今日は東京で船井総研の企業法務研究会に参加してきました。
この研究会は全国から企業法務を志す弁護士が集まり、情報共有を図るとともに船井総研のこれまでの各業界に対するマーケティングの知識をコラボレーションした会合で、他の地方の有力事務所の動向などがわかり参考になっています。
そのような会合ですので、話が弁護士報酬の金額いかんという話に及んだりもします。
そこで少し思ったのが弁護士の「原価」というもの。
この原価については会計上等では一定の考え方があるのでしょうが、通常の意味で考えると弁護士の原価なるものはゼロであるということになるのでしょう。
しかし、これはあまりにも不当なように思われます。
例えば弁護士と大卒のサラリーマンを比べた場合、どうでしょうか。
弁護士になる場合、基本的にロースクールに通学する必要があり、国公立で2年コースであっても授業料だけで150万円くらいはかかります。
その上、最近では減ってきているのかもしれませんが、予備校に通えば100万円くらいは平気でかかってしまいます。
その上、今期までの司法修習生は国からの貸与金によって生活することとなっており、その間、兼業禁止規定によりアルバイトすらできない生活を1年間強要されています。
この間、通常のサラリーマンであれば収入を得られていたのが無収入になるということです。
以上のようなことに加え、一番大きいのは気力も体力も充実している20代前半のリソースを勉強に集中投下しなければならないという代償を払っていることです。

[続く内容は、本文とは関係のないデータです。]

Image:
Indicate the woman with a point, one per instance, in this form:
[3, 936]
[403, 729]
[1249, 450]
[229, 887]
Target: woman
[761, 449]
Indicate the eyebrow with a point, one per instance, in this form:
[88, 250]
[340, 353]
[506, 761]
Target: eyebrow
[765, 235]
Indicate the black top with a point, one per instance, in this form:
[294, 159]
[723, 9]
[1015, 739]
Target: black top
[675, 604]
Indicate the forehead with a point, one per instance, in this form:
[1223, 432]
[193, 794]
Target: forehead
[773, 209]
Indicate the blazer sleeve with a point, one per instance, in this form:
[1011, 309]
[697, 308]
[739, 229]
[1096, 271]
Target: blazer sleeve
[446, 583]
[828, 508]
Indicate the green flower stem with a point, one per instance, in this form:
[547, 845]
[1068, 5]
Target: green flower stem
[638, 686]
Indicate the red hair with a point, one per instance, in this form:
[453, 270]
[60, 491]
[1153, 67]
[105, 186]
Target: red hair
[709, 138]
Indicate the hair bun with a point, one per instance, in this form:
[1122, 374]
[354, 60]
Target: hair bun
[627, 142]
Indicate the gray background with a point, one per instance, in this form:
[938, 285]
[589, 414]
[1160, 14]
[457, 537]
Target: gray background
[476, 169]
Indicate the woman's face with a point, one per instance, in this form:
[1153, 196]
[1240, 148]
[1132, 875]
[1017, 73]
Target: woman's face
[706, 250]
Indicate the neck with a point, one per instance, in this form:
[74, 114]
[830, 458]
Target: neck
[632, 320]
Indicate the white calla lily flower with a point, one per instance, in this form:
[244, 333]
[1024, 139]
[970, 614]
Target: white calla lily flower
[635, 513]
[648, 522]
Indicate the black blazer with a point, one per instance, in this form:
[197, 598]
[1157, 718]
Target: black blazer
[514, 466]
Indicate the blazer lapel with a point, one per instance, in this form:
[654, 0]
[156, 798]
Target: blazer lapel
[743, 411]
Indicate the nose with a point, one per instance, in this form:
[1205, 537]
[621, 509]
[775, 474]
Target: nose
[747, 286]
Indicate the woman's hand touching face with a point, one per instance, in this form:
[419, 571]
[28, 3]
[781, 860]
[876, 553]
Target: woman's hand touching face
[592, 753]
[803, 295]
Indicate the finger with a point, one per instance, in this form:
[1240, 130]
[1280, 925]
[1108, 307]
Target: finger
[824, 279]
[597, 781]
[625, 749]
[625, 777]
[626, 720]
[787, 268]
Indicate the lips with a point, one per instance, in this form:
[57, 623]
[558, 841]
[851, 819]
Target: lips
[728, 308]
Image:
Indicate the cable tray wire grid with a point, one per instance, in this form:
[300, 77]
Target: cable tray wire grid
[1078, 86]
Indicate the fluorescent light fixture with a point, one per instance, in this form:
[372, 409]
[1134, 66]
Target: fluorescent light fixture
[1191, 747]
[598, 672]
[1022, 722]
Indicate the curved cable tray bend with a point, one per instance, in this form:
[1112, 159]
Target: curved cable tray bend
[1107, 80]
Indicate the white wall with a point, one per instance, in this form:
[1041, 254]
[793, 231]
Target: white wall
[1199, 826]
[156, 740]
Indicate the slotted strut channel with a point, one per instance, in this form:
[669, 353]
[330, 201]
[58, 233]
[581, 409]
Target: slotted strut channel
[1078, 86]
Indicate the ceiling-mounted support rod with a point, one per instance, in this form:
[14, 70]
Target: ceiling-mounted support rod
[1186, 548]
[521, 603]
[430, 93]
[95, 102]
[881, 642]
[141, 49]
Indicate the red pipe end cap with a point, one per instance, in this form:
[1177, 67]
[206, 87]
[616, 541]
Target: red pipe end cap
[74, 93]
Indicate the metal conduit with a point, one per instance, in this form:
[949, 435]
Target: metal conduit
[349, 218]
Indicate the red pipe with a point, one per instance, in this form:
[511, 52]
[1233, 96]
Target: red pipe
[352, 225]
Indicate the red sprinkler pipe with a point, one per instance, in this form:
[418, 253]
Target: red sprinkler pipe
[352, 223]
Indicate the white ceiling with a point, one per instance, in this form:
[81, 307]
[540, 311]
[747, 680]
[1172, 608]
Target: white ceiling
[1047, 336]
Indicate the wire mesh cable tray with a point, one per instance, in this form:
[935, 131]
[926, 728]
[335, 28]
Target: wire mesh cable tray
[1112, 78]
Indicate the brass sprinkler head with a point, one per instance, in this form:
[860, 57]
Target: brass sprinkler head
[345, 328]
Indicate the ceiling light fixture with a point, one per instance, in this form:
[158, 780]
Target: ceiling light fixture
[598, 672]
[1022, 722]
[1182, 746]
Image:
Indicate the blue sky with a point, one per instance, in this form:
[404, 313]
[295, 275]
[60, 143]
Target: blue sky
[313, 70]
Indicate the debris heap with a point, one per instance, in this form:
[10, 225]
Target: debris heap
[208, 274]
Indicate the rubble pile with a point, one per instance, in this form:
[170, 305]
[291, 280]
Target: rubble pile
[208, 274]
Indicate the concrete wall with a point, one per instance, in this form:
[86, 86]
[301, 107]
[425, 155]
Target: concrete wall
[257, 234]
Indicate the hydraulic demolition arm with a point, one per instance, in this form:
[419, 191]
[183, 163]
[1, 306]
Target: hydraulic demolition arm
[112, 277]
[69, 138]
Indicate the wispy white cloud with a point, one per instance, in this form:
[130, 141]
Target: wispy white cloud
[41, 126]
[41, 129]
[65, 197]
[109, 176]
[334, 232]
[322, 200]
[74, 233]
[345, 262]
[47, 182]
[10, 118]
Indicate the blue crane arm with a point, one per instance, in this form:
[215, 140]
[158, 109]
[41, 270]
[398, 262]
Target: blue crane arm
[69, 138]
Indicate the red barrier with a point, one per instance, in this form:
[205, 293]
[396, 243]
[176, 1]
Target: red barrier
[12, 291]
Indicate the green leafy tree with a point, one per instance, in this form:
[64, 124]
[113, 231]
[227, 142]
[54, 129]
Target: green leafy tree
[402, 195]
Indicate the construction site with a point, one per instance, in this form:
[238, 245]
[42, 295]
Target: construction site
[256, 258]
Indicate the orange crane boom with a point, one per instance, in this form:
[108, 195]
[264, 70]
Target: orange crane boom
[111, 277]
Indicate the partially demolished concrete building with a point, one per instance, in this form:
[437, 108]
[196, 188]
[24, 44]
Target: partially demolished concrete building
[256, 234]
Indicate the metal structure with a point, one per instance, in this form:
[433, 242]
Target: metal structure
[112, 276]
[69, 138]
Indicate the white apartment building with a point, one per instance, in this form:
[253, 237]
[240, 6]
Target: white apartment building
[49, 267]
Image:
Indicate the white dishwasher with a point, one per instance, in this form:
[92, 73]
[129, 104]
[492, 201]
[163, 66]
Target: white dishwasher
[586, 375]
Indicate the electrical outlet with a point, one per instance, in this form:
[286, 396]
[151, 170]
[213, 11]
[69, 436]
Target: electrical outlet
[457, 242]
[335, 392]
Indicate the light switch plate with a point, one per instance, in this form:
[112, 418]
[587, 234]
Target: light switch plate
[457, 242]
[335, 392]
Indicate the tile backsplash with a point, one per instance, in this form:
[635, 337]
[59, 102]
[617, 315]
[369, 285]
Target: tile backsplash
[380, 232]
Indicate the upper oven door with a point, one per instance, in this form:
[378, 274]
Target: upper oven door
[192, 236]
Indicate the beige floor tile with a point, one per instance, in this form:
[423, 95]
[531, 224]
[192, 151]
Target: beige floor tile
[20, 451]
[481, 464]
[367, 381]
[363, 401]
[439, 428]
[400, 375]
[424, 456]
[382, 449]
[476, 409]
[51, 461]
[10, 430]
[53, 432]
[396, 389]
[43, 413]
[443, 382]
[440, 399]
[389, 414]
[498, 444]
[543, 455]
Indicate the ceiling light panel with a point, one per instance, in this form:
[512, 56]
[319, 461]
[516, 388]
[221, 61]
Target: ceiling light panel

勉強期間は人によるでしょうが、司法試験に合格するまで5年から7年くらいは勉強に投入するのが平均ではないでしょうか。
その間、時間が取られるのはもちろん、勉強以外に対する気力を奪われ、将来への不安を抱え続ける時期を過ごしていたことになります。
さらにそこまでやったら全員が試験に受かるというものではなく、途中で挫折したり、3回不合格になって司法試験を断念せざるを得ない人も出てきます。
このようなことを考えると非常に多きいコストを払い、リスクを背負って弁護士になったことがお分かりいただけるのではないでしょうか。
「弁護士は何も原価がかかっていないのに、報酬が高すぎる。」という向きも聞かれますが、それは大きな誤解であると考えています。
最近は弁護士の過当競争が取りざたされ、弁護士の能力不足や不祥事なども目立つような状況になりつつありますが、弁護士は少なくともコストとリスクに見合っただけの自意識を持ってもよいのではないでしょうか。
ピカソの有名な逸話で、ピカソがある女性から絵を描くことを求められた話があります。
女性がピカソに絵を描くことを求めたところ、ピカソは30秒で絵を描きました。
ピカソは女性に絵を渡すとき「100万ドルになります。」といいました。
女性は「たった30秒で100万ドルは高すぎませんか。」と言ったところ、ピカソは笑ってこう答えました。
「この絵は30秒で描いたのではないのです。30年と30秒かかっているのです。」と。